Travailler à distance depuis l'étranger pour son employeur
Votre entreprise dit que vous pouvez travailler de n'importe où. Cela ne signifie pas que vous pouvez travailler de n'importe où sans conséquences. L'écart entre « mon employeur autorise le travail à distance » et « je peux légalement travailler depuis un autre pays » est rempli de risques fiscaux, d'obligations de conformité et de lacunes d'assurance auxquels la plupart des employés ne pensent jamais.
Risque d'établissement stable
C'est le gros problème. Quand un employé travaille depuis un pays étranger, l'employeur peut créer involontairement un établissement stable (ES) dans ce pays. Un ES déclenche des obligations d'impôt sur les sociétés, ce qui signifie que l'entreprise devrait des impôts à un pays où elle n'a pas de bureau, pas de clients et aucune intention d'opérer.
L'OCDE a mis à jour sa Convention modèle en novembre 2025 avec un nouveau cadre pour le risque d'ES lié au travail à distance. L'ajout clé : une clause de sauvegarde de 50 % du temps de travail. Si un employé passe moins de 50 % de son temps de travail total dans un pays étranger sur une période de 12 mois, cet emplacement ne crée généralement pas d'ES. Au-dessus de 50 %, cela dépend de si l'employé exerce des fonctions commerciales essentielles comme négocier des contrats ou prendre des décisions au nom de l'entreprise.
La règle des 183 jours (et ses limites)
Beaucoup de gens supposent que rester moins de 183 jours dans un pays étranger signifie aucune obligation fiscale. Dans la plupart des cadres conventionnels de l'OCDE, un employé peut éviter l'impôt sur le revenu du pays hôte s'il est présent moins de 183 jours, si son salaire est payé par un employeur non local, et si cet employeur n'a pas d'ES dans le pays hôte.

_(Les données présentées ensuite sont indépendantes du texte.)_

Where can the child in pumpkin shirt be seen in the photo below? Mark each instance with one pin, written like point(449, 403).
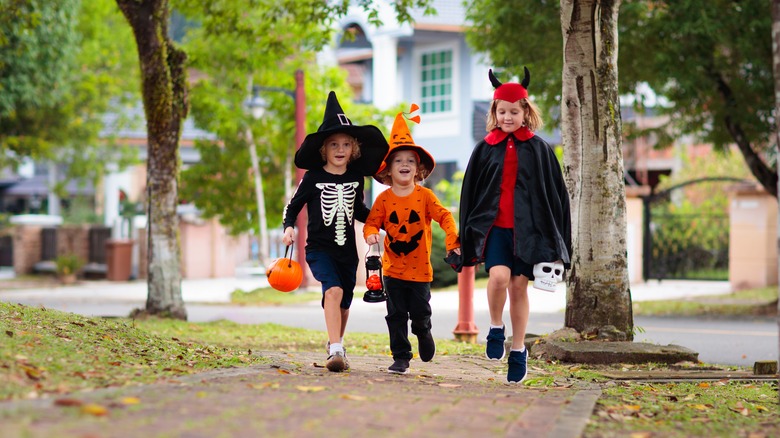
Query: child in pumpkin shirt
point(405, 211)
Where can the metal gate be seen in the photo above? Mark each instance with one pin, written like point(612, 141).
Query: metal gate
point(6, 251)
point(685, 243)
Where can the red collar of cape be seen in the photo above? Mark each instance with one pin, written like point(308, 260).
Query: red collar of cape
point(496, 136)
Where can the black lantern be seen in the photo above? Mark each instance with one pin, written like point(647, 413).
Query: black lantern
point(374, 282)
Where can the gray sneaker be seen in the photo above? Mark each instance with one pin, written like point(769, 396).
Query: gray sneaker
point(399, 366)
point(337, 362)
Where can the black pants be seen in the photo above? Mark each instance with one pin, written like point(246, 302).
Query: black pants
point(406, 300)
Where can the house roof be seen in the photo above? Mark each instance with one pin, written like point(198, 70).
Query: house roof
point(448, 13)
point(39, 185)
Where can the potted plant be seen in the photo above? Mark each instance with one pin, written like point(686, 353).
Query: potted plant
point(68, 266)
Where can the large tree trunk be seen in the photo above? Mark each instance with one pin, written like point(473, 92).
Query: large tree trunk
point(598, 293)
point(776, 70)
point(164, 83)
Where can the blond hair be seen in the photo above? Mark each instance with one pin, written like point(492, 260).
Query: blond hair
point(352, 140)
point(533, 118)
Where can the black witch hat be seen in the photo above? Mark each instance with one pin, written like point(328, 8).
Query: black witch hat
point(373, 145)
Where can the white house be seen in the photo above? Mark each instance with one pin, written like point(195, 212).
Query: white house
point(428, 63)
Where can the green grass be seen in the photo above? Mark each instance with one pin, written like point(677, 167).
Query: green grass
point(50, 353)
point(752, 302)
point(271, 297)
point(718, 409)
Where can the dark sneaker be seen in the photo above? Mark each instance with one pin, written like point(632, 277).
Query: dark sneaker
point(518, 366)
point(337, 362)
point(426, 346)
point(495, 346)
point(400, 366)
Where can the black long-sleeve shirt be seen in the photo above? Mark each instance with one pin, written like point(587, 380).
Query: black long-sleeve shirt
point(332, 202)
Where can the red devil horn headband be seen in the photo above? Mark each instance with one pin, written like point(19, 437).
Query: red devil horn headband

La troisième condition est le piège. Si votre présence crée un ES pour votre employeur, l'exemption des 183 jours ne s'applique pas.

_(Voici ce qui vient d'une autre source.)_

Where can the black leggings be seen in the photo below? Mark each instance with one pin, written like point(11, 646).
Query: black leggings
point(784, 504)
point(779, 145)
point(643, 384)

Sécurité sociale et retraite
Travailler dans un pays étranger peut déclencher des obligations locales de sécurité sociale pour l'employé et l'employeur. Certains pays ont des accords de totalisation qui empêchent les doubles cotisations. Les États-Unis ont des accords avec environ 30 pays. L'UE coordonne la sécurité sociale entre États membres. En dehors de ces accords, vous ou votre employeur pourriez devoir des cotisations dans les deux pays.

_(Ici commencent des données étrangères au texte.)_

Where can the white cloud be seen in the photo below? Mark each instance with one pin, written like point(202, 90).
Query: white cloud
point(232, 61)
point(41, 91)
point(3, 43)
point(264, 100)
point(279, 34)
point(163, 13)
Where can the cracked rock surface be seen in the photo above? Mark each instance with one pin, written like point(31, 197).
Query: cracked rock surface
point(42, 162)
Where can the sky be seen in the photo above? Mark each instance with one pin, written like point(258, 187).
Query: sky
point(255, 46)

RGPD et protection des données
Si vous travaillez depuis un pays de l'UE, le Règlement général sur la protection des données s'applique à toutes les données personnelles que vous traitez, quel que soit le lieu de votre employeur. Votre employeur devient soumis aux obligations du RGPD, y compris les accords de traitement des données, les exigences de sécurité et les restrictions de surveillance.
Lacunes d'assurance
L'assurance santé de votre employeur ne vous couvre probablement pas à l'étranger. L'assurance accidents du travail ne s'applique pas en dehors de la juridiction où la police a été souscrite. L'assurance responsabilité professionnelle peut exclure les activités exercées dans des juridictions étrangères. La plupart des employés travaillant à l'étranger opèrent discrètement sans couverture en espérant que rien ne se passe.
Solutions courantes
Les visas nomades numériques résolvent le côté immigration mais traitent rarement les questions fiscales ou de responsabilité de l'employeur. Ils autorisent votre présence, pas votre arrangement d'emploi.
Les services d'Employer of Record (EOR) comme Remote, Deel et Oyster vous emploient légalement dans le pays de destination pour le compte de votre employeur réel. L'EOR gère la paie, les retenues fiscales, les avantages sociaux et la conformité locale. Cela élimine le risque d'ES et maintient tout en conformité. Les coûts sont généralement de 300-700 $/mois par employé.
La conversion en prestataire est une autre approche. Certains employeurs convertissent les employés à distance à l'étranger en statut de prestataire indépendant (1099) pour réduire l'exposition à l'ES. Cela transfère la responsabilité fiscale et des avantages sociaux sur vous et peut affecter vos protections en tant qu'employé.
En résumé
Travailler à distance depuis l'étranger pour votre employeur d'origine crée un risque d'ES (obligation potentielle d'impôt sur les sociétés), des obligations fiscales personnelles après 183 jours, des complications de sécurité sociale et des lacunes d'assurance. La mise à jour 2025 de l'OCDE introduit une clause de sauvegarde de 50 % du temps de travail pour l'ES. Les services d'EOR (300-700 $/mois) sont la solution juridique la plus propre. Les visas nomades numériques résolvent l'immigration mais pas la conformité de l'emploi. Parlez à votre employeur avant de réserver le vol, pas après.